3) Mauser - developed during WW2, similar to the Hotchkiss but used a
revolver cylinder of 5 chambers and a single barrell instead of multiple
barrells thus saving considerable weight. The gun was powered by a gas
takeoff and piston like a convetional MG which caused a cam plate to
reciprocate, powering the rammer and extractor and rotating the cylinder
Used in the German MG151 and MG151/20, also post war in the British 30mm
Aden cannon - still in service in the Harrier, and I think the current
23mm
cannon in the Tornado also used the same system.

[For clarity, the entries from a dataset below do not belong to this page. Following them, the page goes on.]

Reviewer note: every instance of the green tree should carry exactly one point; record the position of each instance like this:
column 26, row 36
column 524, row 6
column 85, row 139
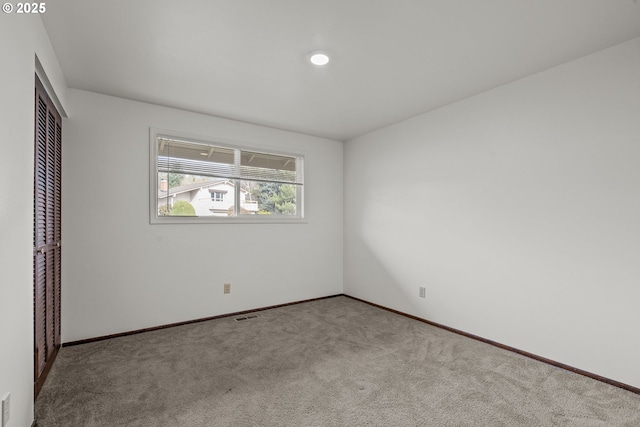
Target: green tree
column 274, row 198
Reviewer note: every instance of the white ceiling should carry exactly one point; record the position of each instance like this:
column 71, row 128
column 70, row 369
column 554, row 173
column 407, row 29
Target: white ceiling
column 391, row 59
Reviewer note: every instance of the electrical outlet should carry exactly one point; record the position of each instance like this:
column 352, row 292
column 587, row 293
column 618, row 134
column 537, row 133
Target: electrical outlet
column 6, row 409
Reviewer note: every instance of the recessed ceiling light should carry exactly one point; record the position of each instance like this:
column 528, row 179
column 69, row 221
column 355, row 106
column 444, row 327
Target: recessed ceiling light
column 318, row 58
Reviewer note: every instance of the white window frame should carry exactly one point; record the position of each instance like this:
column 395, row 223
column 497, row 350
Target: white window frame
column 154, row 218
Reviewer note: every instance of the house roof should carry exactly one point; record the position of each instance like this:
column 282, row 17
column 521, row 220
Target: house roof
column 190, row 187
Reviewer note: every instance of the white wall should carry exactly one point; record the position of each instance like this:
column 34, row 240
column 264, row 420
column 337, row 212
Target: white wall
column 120, row 273
column 21, row 38
column 518, row 210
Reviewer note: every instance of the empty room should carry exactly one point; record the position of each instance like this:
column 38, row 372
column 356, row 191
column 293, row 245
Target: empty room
column 320, row 213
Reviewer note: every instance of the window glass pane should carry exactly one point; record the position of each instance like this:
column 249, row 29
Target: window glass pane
column 191, row 158
column 199, row 179
column 193, row 195
column 267, row 198
column 267, row 167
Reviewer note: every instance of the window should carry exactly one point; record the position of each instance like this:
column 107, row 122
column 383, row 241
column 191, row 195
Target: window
column 201, row 181
column 217, row 196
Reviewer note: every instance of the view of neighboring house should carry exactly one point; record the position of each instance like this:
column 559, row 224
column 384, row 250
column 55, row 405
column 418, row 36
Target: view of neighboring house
column 211, row 198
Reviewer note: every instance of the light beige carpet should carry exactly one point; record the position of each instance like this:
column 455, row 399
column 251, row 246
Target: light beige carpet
column 331, row 362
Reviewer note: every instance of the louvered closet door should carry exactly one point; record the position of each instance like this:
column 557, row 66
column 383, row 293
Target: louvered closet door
column 47, row 235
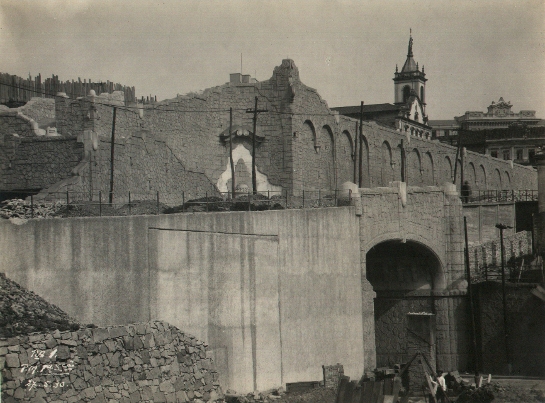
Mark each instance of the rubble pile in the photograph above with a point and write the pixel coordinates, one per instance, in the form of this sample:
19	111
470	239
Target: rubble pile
317	395
23	312
18	208
140	362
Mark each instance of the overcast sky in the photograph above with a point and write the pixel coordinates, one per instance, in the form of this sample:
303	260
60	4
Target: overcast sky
473	51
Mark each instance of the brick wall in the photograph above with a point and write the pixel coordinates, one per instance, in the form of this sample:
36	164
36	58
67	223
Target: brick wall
132	363
37	162
302	144
489	253
526	329
15	123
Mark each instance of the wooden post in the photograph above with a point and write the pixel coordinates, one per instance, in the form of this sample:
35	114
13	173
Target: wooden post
254	176
360	171
470	298
112	147
231	151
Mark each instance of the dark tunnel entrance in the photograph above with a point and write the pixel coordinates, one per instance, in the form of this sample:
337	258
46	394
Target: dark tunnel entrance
403	276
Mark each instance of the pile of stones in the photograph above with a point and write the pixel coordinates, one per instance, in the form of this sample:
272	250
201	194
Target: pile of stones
141	362
18	208
23	312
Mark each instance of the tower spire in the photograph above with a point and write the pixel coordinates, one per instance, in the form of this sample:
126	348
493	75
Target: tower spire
410	51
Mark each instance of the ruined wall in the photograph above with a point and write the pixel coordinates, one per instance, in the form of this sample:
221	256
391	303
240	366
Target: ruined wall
526	329
482	220
489	253
37	162
16	123
143	166
426	220
135	363
266	290
301	143
41	110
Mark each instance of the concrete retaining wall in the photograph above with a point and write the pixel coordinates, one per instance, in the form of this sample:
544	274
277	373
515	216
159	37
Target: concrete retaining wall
275	294
135	363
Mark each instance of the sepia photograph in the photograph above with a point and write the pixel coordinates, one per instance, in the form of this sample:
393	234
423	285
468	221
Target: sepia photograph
258	201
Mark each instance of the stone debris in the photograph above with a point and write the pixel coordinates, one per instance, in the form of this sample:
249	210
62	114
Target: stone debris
141	362
23	312
18	208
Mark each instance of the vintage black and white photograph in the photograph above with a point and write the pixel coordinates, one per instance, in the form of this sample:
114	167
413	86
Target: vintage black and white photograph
258	201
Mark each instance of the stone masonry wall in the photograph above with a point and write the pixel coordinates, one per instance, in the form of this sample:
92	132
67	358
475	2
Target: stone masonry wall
37	162
15	123
302	144
144	362
526	329
489	253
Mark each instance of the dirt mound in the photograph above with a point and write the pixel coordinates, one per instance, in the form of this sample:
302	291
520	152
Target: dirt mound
317	395
23	312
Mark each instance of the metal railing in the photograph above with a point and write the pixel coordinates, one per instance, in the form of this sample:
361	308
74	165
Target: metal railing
77	204
514	273
495	196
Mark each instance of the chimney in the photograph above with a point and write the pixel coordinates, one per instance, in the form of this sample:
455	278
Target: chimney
235	78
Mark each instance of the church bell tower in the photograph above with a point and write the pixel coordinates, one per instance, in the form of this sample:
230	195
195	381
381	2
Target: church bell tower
410	81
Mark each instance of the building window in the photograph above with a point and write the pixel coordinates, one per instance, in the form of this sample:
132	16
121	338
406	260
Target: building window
406	93
531	155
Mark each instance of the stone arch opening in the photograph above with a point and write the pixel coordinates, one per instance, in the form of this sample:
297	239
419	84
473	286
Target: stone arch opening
345	152
386	164
427	170
366	179
403	266
414	165
402	161
498	179
326	150
406	93
471	176
482	180
447	174
403	275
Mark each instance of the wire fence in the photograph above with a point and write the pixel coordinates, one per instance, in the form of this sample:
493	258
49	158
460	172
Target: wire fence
85	204
494	196
514	273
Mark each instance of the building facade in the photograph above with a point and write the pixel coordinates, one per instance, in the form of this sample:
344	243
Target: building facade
499	132
408	112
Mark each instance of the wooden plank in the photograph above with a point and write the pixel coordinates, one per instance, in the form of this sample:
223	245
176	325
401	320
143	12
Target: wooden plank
367	392
396	388
349	392
342	388
388	386
377	392
356	396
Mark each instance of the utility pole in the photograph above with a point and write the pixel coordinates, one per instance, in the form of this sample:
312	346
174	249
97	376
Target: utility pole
470	297
255	111
355	157
233	186
112	148
360	174
501	227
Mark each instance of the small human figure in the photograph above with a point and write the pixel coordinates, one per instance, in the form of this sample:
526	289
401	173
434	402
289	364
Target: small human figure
466	192
441	392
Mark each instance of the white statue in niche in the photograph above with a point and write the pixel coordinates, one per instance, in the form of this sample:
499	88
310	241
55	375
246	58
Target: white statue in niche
241	153
52	132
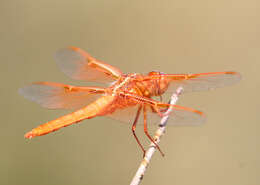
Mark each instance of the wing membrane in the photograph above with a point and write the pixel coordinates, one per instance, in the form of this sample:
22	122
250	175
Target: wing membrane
60	96
180	116
79	65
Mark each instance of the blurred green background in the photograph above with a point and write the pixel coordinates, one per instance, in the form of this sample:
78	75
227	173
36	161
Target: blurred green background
136	36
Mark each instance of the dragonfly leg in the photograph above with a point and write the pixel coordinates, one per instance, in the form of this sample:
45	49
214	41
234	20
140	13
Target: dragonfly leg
147	134
134	127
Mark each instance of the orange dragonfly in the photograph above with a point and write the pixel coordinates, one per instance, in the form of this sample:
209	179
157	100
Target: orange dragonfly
127	99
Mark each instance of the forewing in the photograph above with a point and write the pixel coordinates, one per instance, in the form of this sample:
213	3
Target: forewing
199	82
60	96
79	65
180	116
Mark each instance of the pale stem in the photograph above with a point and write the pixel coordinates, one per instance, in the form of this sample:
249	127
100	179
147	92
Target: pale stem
158	134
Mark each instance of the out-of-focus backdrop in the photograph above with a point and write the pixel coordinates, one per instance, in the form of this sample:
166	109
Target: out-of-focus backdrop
136	36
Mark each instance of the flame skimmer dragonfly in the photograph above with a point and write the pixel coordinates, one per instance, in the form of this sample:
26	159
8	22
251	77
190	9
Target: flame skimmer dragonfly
128	98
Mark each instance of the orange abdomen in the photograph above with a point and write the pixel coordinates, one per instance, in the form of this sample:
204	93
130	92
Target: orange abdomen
87	112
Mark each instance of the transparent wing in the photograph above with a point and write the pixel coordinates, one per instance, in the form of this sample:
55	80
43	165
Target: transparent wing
180	116
199	82
60	96
79	65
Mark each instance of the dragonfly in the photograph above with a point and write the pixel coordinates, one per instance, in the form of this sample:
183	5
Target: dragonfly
128	98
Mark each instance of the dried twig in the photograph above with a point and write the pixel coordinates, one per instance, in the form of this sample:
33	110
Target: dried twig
160	131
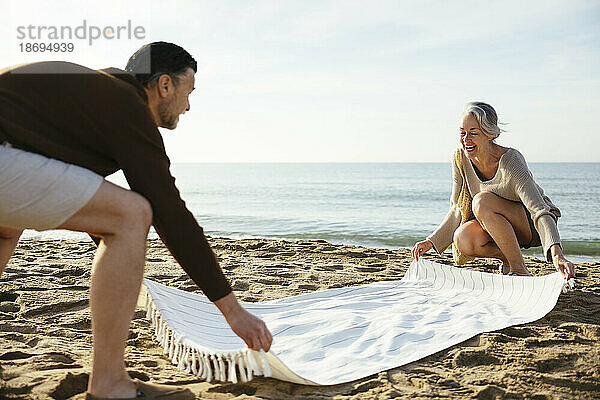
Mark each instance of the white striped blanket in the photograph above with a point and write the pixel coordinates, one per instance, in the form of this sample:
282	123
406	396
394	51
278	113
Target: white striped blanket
339	335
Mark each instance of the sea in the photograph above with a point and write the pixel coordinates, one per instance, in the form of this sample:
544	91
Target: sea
384	205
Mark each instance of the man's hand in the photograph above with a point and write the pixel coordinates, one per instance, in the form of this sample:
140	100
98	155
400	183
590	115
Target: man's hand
251	329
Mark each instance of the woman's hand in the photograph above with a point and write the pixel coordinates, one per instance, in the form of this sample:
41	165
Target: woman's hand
421	248
562	265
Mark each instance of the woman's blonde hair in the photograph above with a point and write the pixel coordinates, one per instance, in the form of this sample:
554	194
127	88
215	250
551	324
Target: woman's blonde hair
486	116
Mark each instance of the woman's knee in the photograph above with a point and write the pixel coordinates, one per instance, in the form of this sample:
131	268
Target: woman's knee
483	202
463	239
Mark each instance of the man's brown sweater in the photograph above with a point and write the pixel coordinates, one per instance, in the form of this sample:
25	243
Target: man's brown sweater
100	120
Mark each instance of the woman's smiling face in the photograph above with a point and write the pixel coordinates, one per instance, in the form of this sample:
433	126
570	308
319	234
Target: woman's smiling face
472	139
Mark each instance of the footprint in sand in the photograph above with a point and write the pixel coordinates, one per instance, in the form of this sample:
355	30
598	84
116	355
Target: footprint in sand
57	308
471	358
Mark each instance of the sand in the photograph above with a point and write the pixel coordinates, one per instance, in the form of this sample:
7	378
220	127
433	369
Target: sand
45	337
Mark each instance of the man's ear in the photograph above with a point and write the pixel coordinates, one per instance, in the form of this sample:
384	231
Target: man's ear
164	85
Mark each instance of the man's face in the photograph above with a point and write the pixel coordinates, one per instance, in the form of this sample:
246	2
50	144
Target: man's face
177	100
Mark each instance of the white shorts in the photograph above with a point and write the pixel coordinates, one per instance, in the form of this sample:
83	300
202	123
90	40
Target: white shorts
41	193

4) Dardick - used triangular rounds and a three finned rotor ( a bit
like a
negative wankel rotary engine) with a linkless feed. This design
eliminated
almost all reciprocating parts. Not a commercial success in small arms,
Dardick is apparently still doing work for the US Navy using the
triangular
rounds for the next generation of anti missile autocannons. The original
war externally powered by a double action revolver type trigger, it
could
also be electrically driven but there is no reason it could not be
powered
by a gas piston off the barrell.
Any constructive comments, especially for Jon(GZG) would be appreciated.